Lily and her two sisters were ordered to take a shower then their hair was cut and their remaining belongings stolen. The Nazis left them with only their shoes and in the heel of Lily’s shoe the tiny pendant lay hidden, Lily’s last link with her mother. Lily and her sisters saw a fire in the chimneys, and a smelt a terrible smell. They thought it was a factory and asked people about it. They were told it was not a factory and that it was Lily’s family who were being burned there with all the others who had been sent down the path to the left.
This knowledge made Lily even more determined to keep her pendant safe. It was her only remaining possession and a reminder of her happy childhood. It was a link to her murdered mother and a symbol of defiance. The Nazis would not be allowed to steal it! The guards ordered valuables to be handed over but her pendant stayed in the heel of her shoe. When the shoes wore out she placed the pendant in her daily ration of bread. After about four months in Auschwitz, the sisters were transferred to an ammunition factory near Leipzig. The pendant went with them.

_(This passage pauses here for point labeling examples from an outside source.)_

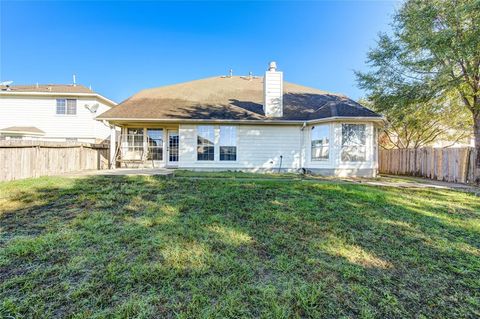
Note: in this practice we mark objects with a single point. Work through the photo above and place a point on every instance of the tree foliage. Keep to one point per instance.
(432, 53)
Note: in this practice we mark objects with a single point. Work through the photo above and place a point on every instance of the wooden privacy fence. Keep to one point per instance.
(446, 164)
(24, 159)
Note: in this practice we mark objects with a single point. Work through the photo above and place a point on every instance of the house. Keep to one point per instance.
(52, 112)
(246, 123)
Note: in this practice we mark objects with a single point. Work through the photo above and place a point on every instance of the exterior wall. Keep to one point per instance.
(132, 159)
(258, 148)
(334, 163)
(41, 112)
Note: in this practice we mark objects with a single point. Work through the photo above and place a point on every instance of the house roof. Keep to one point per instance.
(53, 90)
(232, 98)
(48, 88)
(24, 130)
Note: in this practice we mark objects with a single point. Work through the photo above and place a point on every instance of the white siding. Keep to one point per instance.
(334, 160)
(258, 148)
(41, 113)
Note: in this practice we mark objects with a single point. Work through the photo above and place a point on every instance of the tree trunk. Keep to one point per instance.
(476, 133)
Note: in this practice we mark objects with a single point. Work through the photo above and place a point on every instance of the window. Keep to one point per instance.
(205, 143)
(61, 106)
(155, 144)
(134, 149)
(353, 143)
(228, 143)
(320, 142)
(66, 106)
(71, 107)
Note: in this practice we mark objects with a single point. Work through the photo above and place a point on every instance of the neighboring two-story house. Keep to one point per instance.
(53, 112)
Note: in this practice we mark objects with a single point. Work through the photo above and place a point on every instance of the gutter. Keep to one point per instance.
(62, 94)
(279, 122)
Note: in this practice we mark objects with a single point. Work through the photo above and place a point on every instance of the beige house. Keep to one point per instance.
(52, 112)
(245, 123)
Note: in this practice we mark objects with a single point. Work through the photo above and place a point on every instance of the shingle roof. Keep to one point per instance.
(22, 130)
(232, 98)
(49, 88)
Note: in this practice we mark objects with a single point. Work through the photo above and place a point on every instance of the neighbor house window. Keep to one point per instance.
(205, 143)
(228, 143)
(155, 144)
(353, 143)
(320, 142)
(66, 106)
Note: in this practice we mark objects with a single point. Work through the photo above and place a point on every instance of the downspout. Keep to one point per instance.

Allied forces liberated Leipzig in 1945 and the sisters sought refuge in Switzerland. Lily tried to rebuild her life. She wore the pendant every day in memory of her murdered family. Eventually she married and had children. In 1953 she was reunited with Imre, one of her brothers, who had been imprisoned in a Nazi labour camp. In 1967 she came to London with her husband and three children.
Over 70 years have passed since liberation and as we see in the picture, Lily is now a proud grandmother. She still wears the tiny gold pendant and shares its remarkable story with all those who have time to listen. Any gold arriving in Auschwitz was stolen by the Nazis so Lily believes that her pendant is unique, the only gold to enter and leave the camp with its rightful owner. Like Lily herself, it survived against the odds. Lily asks that now we know the Untold Stories surrounding it we will share them with other people. She hopes that everyone who listens will acknowledge just how terrible human beings have been and still can be to each other. She wants young people especially, as the future of the world, to understand the importance of tolerance and love and asks them to promise to be kinder to each other. The Nazis ruled through policies of discrimination and hatred but Lily believes that on Holocaust Memorial Day 2011 young people should remember the adventures of one tiny pendant and use its Untold Stories of survival to challenge such hatred by reminding everyone that no matter what different skin colours, religions or nationalities exist, all human blood is red.